Les premiers véhicules fabriqués en Chine sont arrivés au Canada en mai, après l’autorisation de l’entrée de milliers de ces véhicules à un tarif douanier préférentiel par le Premier ministre Mark Carney en janvier.
Plus de 2900 véhicules électriques (VE) fabriqués en Chine sont arrivés au Canada au cours du mois de mai, selon les données d’Affaires mondiales Canada. En 2024, le Canada imposait des droits de douane de 100% sur les VE chinois. Mais depuis une volte-face d’Ottawa, l’importation de 49 000 VE fabriqués en Chine et imposés de droits de douane de 6,1% par année est autorisée. Ottawa a imposé un quota maximal de 24 500 voitures sur une période de six mois.
Au même moment, une note de service de Sécurité publique Canada appelle les Canadiens à être conscients des risques que posent ces véhicules pour la sécurité et la confidentialité. La note, obtenue par La Presse canadienne, explique qu’en vertu de la Loi sur l’accès à l’information, le Canada doit diversifier son économie pour s’adapter à un contexte géopolitique changeant – une étape essentielle pour garantir sa souveraineté économique.
« Parallèlement, l’ouverture de nos marchés à de nouveaux acteurs peut amplifier la présence de fournisseurs à haut risque. Les véhicules connectés, à l’instar d’autres appareils intelligents ou connectés à Internet, recueillent d’importantes quantités de données sur les Canadiens, lesquelles peuvent avoir une valeur en matière de renseignement, » précise la note.
Ainsi, un accès non autorisé aux données et aux systèmes des véhicules connectés pourrait servir à établir des habitudes de vie ou à surveiller des sites sensibles. Le document interne souligne que les entreprises canadiennes doivent se conformer à la loi fédérale sur la protection des renseignements personnels ou à ses équivalents provinciaux, qui encadrent la collecte, l’utilisation et la communication des renseignements personnels.
La première livraison du modèle Lotus de Geely est prévue en juillet, suivie peu après par celles de Chery et BYD. L’accord conclu entre Ottawa et Pékin autorisant l’importation de ces véhicules ouvre la voie aux voitures électriques chinoises en Amérique du Nord. Le Canada a accepté cette mesure en réponse à la montée des tensions avec les États-Unis sous la présidence de Trump.
Le Premier ministre du Canada, Mark Carney s’est montré particulièrement loquace quant à sa stratégie visant à réduire la dépendance du Canada envers les États-Unis. Il a notamment appelé les puissances moyennes à s’unir face à ce qui est de plus en plus perçu comme un ordre international défaillant.
Cette situation est largement imputable à la rhétorique agressive de l’administration Trump à l’encontre d’un pays qui a toujours été l’un des plus proches partenaires de Washington. La décision de Mark Carney concernant les véhicules électriques s’inscrit dans le cadre d’une politique commerciale plus indépendante, et la Chine est plus que ravie de répondre à cette demande.
Il s’agit d’une formidable opportunité pour la Chine de s’implanter durablement sur le plus grand marché mondial de véhicules électriques, du moins en termes de chiffre d’affaires.

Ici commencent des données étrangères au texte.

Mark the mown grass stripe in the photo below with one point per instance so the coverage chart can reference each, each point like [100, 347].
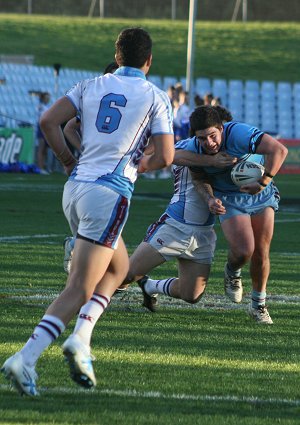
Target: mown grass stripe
[157, 394]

Cela pourrait également constituer une porte d’entrée détournée vers le marché américain, que les constructeurs chinois de véhicules électriques ont publiquement déclaré vouloir conquérir.
Déjà présents au Mexique et sur le point d’être commercialisés au Canada, les véhicules électriques chinois sont désormais bien positionnés pour s’implanter également aux États-Unis.